# Help Required for a few days



## JNV (Jul 22, 2011)

Hi. Is there any electricians helpers in N.Ireland that could help on a fire installation job in belfast.Prob about 5/7 day job


----------



## HARRY304E (Sep 15, 2010)

JNV said:


> Hi. Is there any electricians helpers in N.Ireland that could help on a fire installation job in belfast.Prob about 5/7 day job


I'll give you a hand as long as you pay for travel..:thumbup:


----------



## JNV (Jul 22, 2011)

lol .You have a long way to come !!!


----------



## Shockdoc (Mar 4, 2010)

Whats the pay ? I could use a few days away from married life in America.


----------



## JNV (Jul 22, 2011)

In this country not a lot 
Electrician pay is not to good and the customers want the work cheap as usual


----------



## HARRY304E (Sep 15, 2010)

JNV said:


> lol .You have a long way to come !!!


I hear it is a pretty long swim.:laughing:


----------



## HARRY304E (Sep 15, 2010)

JNV said:


> In this country not a lot
> Electrician pay is not to good and the customers want the work cheap as usual


Nothing changes no matter where you go they all want the work done for Free..:no:


----------



## JNV (Jul 22, 2011)

better pack your life jacket in the tool box


----------



## JNV (Jul 22, 2011)

HARRY304E said:


> Nothing changes no matter where you go they all want the work done for Free..:no:


 
I no.they will pay for other trades but not electrical


----------



## HARRY304E (Sep 15, 2010)

JNV said:


> I no.they will pay for other trades but not electrical


We just have to come up with a better sales pitch.:thumbsup:


----------



## travelingelec (May 31, 2011)

HARRY304E said:


> We just have to come up with a better sales pitch.:thumbsup:


 It's best to be shocked now and not later!:blink:


----------



## frank (Feb 6, 2007)

JNV. If life is that bad in NI then get on a ferry and come and live here.
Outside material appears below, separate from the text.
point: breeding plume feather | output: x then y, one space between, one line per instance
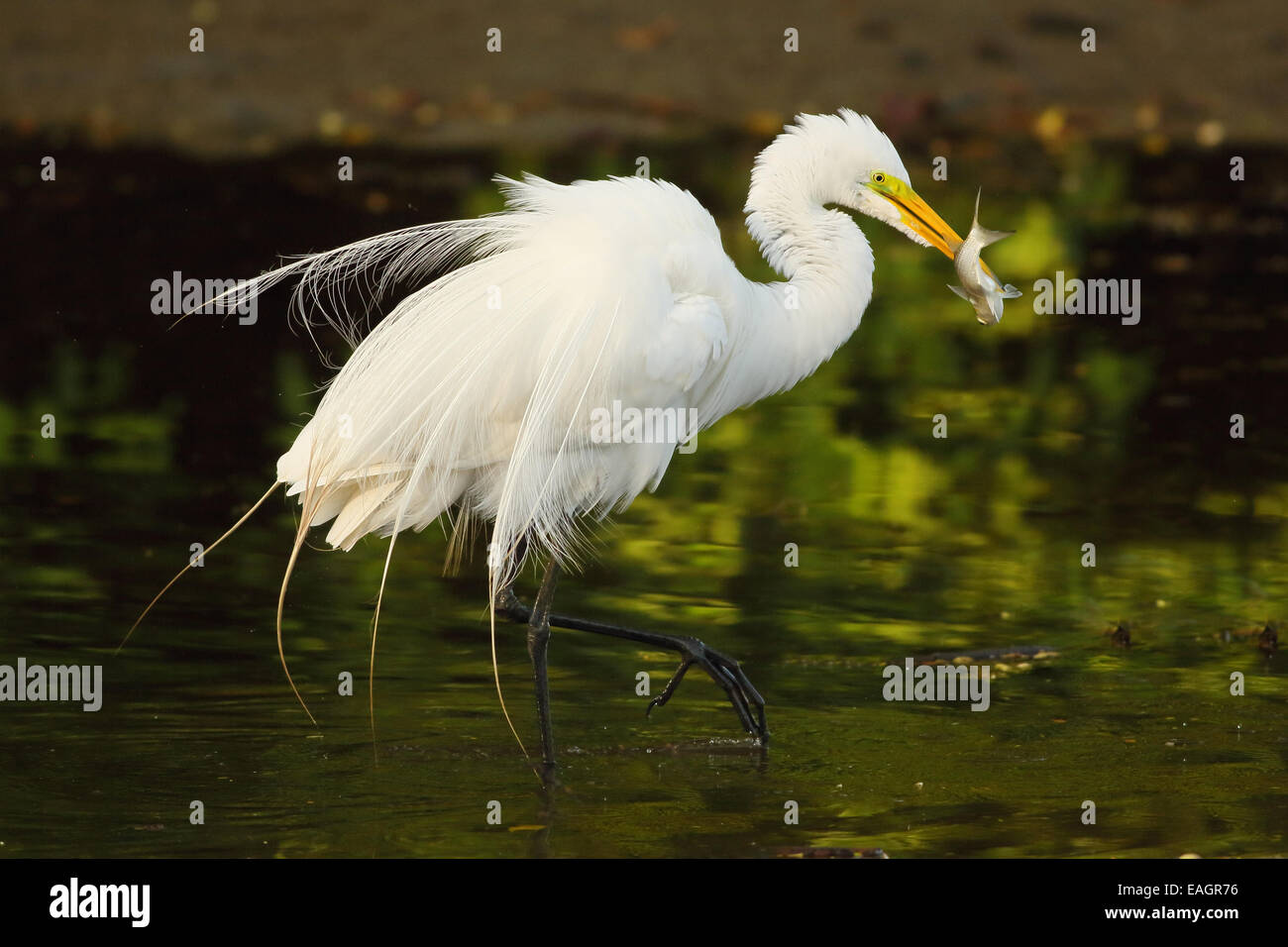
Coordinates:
473 401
Self employed you should get £25/35 per hour for non domestic day work and £200 price work for domestic. All my pals work commercial and industrial and get well beyond these rates. Maybe it just depends on your skill levels!

Frank


----------



## JNV (Jul 22, 2011)

frank said:


> JNV. If life is that bad in NI then get on a ferry and come and live here. Self employed you should get £25/35 per hour for non domestic day work and £200 price work for domestic. All my pals work commercial and industrial and get well beyond these rates. Maybe it just depends on your skill levels!
> 
> Frank


Sounds good.Good to see the market is strong especially in this current climate .
LOL might go back to tech and then try for those rates.:thumbup:


----------